The Changeling Game, Chapter 90

Title: The Changeling Game (Formerly Identity Theft)
Author: Ardath Rekha
Chapter: 90/?
Fandom: Pitch Black (2000); The Chronicles of Riddick (2004); The Chronicles of Riddick: Dark Fury (2004)
Rating: X
Warnings: Adult themes, controversial subject matter, harsh language, allusions to sexual violence and torture, murder
Category: Het
Pairing: Riddick/Jack
Summary: Kyra struggles with her growing suspicion that she never was Jack, even as Riddick seems to decide it doesn’t matter and invites her to break free with him.
Disclaimer: The characters and events of Pitch Black, The Chronicles of Riddick, and The Chronicles of Riddick: Dark Fury are not mine, but belong to Universal Studios. I just wish I were in charge of their fates. No money is being made off of this. I’m writing strictly for love of the story.
Feedback: Absolutely, the more the better! Shred me, whip me, beat me, make me feel grammatical! I post “rough,” so I can always use the help. 😉

90.
Follow the Lightbringer

Kyra ended up taking five hearts, along with others of the “hellhounds’” favorite organ meats, to their cages. All they wanted to talk about was the appearance of a “lightbringer,” but they remembered to thank her.

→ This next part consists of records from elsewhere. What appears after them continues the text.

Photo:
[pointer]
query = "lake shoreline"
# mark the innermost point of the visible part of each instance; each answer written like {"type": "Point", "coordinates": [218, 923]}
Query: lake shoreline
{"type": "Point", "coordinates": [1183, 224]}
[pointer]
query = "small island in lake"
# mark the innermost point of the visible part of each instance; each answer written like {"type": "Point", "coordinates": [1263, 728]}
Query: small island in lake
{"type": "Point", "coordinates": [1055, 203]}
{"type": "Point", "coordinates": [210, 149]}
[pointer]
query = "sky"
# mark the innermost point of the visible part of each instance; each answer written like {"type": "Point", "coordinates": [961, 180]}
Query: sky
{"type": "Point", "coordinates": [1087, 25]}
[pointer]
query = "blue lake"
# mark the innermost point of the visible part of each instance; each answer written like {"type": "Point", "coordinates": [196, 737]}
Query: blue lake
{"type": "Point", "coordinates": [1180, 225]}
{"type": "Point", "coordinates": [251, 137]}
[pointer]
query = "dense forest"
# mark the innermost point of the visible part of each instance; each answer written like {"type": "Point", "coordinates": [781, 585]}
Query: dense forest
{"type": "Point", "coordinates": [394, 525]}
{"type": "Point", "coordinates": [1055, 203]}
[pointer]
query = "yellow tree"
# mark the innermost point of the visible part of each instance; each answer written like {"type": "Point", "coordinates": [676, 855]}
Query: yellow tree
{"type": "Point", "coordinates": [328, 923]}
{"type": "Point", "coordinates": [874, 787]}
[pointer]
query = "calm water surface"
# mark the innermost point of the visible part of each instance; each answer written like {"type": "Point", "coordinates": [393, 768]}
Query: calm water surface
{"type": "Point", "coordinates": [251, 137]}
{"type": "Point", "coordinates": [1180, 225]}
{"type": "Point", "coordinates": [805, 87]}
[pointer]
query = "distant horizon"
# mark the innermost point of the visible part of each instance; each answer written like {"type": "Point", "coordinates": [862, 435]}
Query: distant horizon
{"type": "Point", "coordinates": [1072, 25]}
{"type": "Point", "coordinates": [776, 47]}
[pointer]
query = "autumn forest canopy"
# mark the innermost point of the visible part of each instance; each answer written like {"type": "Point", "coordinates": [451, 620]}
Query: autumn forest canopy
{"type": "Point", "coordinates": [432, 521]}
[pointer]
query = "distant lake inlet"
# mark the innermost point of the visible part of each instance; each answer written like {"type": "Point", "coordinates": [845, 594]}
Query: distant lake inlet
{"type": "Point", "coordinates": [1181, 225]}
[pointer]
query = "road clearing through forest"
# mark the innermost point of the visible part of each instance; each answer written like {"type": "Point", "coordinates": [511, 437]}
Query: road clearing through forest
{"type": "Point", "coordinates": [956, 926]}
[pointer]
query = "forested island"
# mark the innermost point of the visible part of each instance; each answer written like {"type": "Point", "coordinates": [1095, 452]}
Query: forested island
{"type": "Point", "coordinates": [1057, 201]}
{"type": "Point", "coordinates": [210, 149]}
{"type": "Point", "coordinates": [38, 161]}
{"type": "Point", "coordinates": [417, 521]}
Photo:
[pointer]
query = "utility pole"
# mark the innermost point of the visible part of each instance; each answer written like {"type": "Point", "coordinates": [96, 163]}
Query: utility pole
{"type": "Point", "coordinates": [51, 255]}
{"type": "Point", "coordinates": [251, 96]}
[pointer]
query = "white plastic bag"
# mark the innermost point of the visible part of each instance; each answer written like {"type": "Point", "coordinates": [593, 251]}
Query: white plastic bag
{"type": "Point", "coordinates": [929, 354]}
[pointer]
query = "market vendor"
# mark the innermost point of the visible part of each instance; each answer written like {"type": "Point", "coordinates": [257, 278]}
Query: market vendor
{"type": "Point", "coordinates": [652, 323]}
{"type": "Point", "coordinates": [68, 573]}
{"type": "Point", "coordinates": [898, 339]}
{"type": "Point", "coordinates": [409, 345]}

At least somebody around here has manners, she mentally grumbled as she headed for the lower levels. Soon, she knew, the guards would “pop the cork” on the prison, blowing out the accumulating sulfurous fumes and somehow pulling in fresh air.

Part of her was tempted to just stay on the Elsewhere side. Only return to the prison to pilfer food. Give up on humanity altogether. The secrets she was keeping wouldn’t matter if nobody could find her, and if Riddick hadn’t even come here looking for her—

“Kyra.”

Speak of the fucking devil…

Riddick was nearby, looking around, frowning quizzically.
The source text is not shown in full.